Wednesday, November 04, 2009
All eyes today are on the ISM Non manufacturing data for October with the consensus looking for a figure of around 51.6 compared to 50.9 in the previous month. After a strong manufacturing figure on Monday we should see further improvement but it goes without saying that a drop would be taken very badly.
Tuesday, November 03, 2009
US ISM Manufacturing Data
The manufacturing ISM data for October was a strong 55.7 from the 52.6 recorded in September. This is a clear sign that the production rate has increased and whilst the new orders element of the index slipped to 58.5 from 60.8, the levels are still consistent with a healthy rate of GDP growth for Q4 which is likely to show a similar run rate to the Q3 figure of 3.5%. The employment index within the ISM figure improved to 53.1 suggesting that the employment situation may well be improving.
Monday, November 02, 2009
With the sell off in the Dow on Friday following poor consumer spending data for September markets will enter this week in nervous mode especially with three lots of key data to contend with. We start today with the publication of the US manufacturing ISM for October which is expected to show further improvement on the level of 52.6 last month with the consensus standing around the 53 mark. On Wednesday we get the Non manufacturing ISM data for October which last month crept into positive territory at 50.9 which suggests economic expansion and this month the consensus is expecting a move to 51.6. On Friday we get the non farm payrolls which are as always the most anticipated piece of economic data for the month. With lingering concerns over the sustainability of the economic recovery the employment data does need to show an improving trend and the expectation for October is a 175,000 decline following on from the decline of 263,000 last month. Any disappointment over any of these numbers this week will spell bad news for the market.

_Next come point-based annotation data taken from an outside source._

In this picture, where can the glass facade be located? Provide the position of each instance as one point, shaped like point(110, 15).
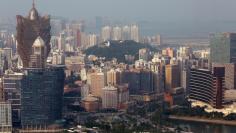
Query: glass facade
point(223, 47)
point(42, 93)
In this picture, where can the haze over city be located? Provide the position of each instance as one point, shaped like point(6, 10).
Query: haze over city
point(175, 18)
point(117, 66)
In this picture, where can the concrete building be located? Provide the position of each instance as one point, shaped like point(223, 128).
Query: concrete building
point(123, 96)
point(172, 77)
point(230, 74)
point(109, 97)
point(12, 82)
point(97, 83)
point(225, 44)
point(134, 33)
point(113, 77)
point(117, 33)
point(207, 86)
point(144, 54)
point(5, 117)
point(91, 103)
point(85, 90)
point(28, 30)
point(106, 33)
point(126, 33)
point(41, 95)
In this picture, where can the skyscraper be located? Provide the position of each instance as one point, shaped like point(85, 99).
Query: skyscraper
point(12, 93)
point(106, 33)
point(5, 117)
point(207, 86)
point(41, 95)
point(117, 33)
point(28, 29)
point(134, 33)
point(172, 77)
point(42, 85)
point(223, 48)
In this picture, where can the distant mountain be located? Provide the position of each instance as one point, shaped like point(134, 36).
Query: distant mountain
point(117, 49)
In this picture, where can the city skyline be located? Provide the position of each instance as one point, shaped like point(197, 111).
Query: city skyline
point(158, 10)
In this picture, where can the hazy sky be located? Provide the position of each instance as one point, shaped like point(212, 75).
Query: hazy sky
point(160, 10)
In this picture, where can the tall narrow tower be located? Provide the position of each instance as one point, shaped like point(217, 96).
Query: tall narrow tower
point(28, 29)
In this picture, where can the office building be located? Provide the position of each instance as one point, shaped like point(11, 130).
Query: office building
point(85, 90)
point(12, 82)
point(106, 33)
point(62, 42)
point(97, 83)
point(5, 117)
point(117, 33)
point(144, 54)
point(172, 77)
point(41, 86)
point(230, 74)
point(126, 33)
point(207, 86)
point(28, 29)
point(113, 77)
point(134, 33)
point(110, 97)
point(8, 56)
point(41, 95)
point(91, 103)
point(223, 48)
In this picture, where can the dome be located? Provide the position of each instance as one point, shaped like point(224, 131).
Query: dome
point(90, 98)
point(33, 14)
point(39, 42)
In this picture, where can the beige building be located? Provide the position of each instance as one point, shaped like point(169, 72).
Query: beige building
point(110, 97)
point(97, 82)
point(113, 77)
point(172, 77)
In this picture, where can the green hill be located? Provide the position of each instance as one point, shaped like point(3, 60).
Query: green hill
point(117, 49)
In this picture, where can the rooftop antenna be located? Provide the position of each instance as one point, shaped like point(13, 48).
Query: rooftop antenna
point(33, 3)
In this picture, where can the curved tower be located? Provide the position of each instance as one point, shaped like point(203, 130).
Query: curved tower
point(28, 29)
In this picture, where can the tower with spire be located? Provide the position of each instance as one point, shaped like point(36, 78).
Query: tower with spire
point(30, 28)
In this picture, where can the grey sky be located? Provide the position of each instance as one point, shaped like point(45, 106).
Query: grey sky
point(161, 10)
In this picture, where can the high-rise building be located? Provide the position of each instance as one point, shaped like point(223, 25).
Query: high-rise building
point(113, 77)
point(39, 54)
point(28, 29)
point(41, 95)
point(8, 56)
point(78, 38)
point(225, 44)
point(126, 33)
point(92, 40)
point(134, 33)
point(123, 96)
point(1, 91)
point(172, 77)
point(5, 117)
point(12, 93)
point(85, 90)
point(110, 97)
point(42, 85)
point(144, 54)
point(62, 42)
point(207, 86)
point(97, 83)
point(132, 78)
point(230, 74)
point(106, 33)
point(117, 33)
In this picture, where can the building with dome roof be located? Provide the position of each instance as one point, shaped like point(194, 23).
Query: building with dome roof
point(41, 93)
point(29, 28)
point(38, 56)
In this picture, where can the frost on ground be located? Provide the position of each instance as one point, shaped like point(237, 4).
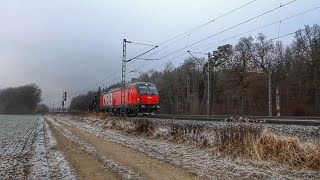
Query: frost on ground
point(200, 161)
point(16, 141)
point(122, 170)
point(25, 151)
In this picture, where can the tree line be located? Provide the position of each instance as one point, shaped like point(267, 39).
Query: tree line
point(239, 77)
point(21, 100)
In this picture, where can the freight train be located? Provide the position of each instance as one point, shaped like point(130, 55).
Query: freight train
point(141, 98)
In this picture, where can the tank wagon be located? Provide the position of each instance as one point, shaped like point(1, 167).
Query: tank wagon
point(141, 98)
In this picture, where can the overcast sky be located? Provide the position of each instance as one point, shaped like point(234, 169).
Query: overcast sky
point(74, 44)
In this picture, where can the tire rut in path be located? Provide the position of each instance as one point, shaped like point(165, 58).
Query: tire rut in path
point(147, 167)
point(85, 166)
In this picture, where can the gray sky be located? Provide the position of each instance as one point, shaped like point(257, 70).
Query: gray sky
point(73, 44)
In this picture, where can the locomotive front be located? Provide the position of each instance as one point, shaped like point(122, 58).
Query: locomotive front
point(147, 100)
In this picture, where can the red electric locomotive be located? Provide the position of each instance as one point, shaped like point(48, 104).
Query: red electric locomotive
point(141, 98)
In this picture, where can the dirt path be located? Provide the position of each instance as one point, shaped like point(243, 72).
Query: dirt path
point(86, 166)
point(149, 168)
point(146, 167)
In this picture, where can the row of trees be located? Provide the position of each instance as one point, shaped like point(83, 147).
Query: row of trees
point(239, 84)
point(239, 79)
point(21, 100)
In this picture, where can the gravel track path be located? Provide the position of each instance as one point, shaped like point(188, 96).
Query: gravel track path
point(122, 160)
point(196, 160)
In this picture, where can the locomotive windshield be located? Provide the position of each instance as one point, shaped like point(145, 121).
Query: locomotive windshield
point(147, 89)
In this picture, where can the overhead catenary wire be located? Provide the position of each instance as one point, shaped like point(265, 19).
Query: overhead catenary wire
point(205, 24)
point(252, 30)
point(189, 32)
point(255, 29)
point(232, 27)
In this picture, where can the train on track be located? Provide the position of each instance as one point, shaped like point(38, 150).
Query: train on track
point(141, 98)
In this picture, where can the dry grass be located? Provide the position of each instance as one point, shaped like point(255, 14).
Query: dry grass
point(247, 140)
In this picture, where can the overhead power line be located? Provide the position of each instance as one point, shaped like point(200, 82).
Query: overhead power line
point(232, 27)
point(261, 27)
point(189, 32)
point(255, 29)
point(205, 24)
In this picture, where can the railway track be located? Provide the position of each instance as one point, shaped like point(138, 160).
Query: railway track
point(287, 120)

We also have all of the Central banks meeting this week with the Bank of England and the ECB meeting on Thursday and the Federal Reserve announcing on Wednesday. Talk of tightening interest rates is not going to happen for a long time yet and the focus will again be on any comments relating to the ongoing stimulus packages.
We also have all of the Central banks meeting this week with the Bank of England and the ECB meeting on Thursday and the Federal Reserve announcing on Wednesday. Talk of tightening interest rates is not going to happen for a long time yet and the focus will again be on any comments relating to the ongoing stimulus packages.
Friday, October 30, 2009
The US GDP number was better than expectations at 3.5% annualised and brought some calm to a situation that good have resulted in a big sell off if the number had disappointed. The fourth quarter should generate a similar result and we will still have to see what revisions are going to be made to the Q3 figure over the coming weeks. The real issues will come in the second half of 2010 once the inventory cycle has played its part in helping GDP and the US is looking at ways to withdraw its stimulus measures. The cash for clunkers programme contributed 1.66% of the announced Q3 figure and we do not have this benefit going forward. A slip back to sub trend growth is almost a certainty and it remains to be seen how the market will react to that. In the meantime we appear to have an environment where world equity markets may well be able to rally a little more.